Он всегда старался контролировать свои эмоции, пытался мыслить логически, но теперь логика ему была противна до самого мозга костей. Поскольку именно на логике основывались услышанные от графа Фларского слова. Рокфор, даже напав на Росс, будет выглядеть сам жертвой, как обезумевший от горя отец, не находящий иного способа отомстить убийцам своей дочери.
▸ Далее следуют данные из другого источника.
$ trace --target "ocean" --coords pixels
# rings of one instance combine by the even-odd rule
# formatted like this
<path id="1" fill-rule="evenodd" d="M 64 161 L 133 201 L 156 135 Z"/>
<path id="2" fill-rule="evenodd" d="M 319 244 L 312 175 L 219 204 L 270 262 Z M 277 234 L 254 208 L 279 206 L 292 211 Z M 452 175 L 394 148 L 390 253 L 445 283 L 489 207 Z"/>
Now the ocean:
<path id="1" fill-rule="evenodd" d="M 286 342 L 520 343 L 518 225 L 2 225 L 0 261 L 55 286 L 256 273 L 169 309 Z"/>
Сплетни всегда ходили по Рейнсвальду, и немало их ходило о Респире и том, как его поддерживают Гористары, как помогли пройти на помолвку Эдварда, и чем все это закончилось. И все же, просто так подставить отца своей, пусть всего лишь на несколько минут, жены, было одним из самых бесчеловечных поступков в его жизни, какой никогда не смог бы себе простить.
- Еще не время убиваться по этому поводу, - сказал граф. - Эдвард, ты знаешь, что другого выхода действительно нет, а ты нужен мне здесь, на Рейнсвальде. Нам нужен герцог Аверийский, феодал колонии, появление которой изменило весь прежний баланс на Рейнсвальде, герой Такийской провинции и человек, чьими усилиями проект «Сакрал» обрел жизнь. И без которого герцог Камский никогда бы не смог его закончить. И ты нужен мне, чтобы стать королем, понимаешь?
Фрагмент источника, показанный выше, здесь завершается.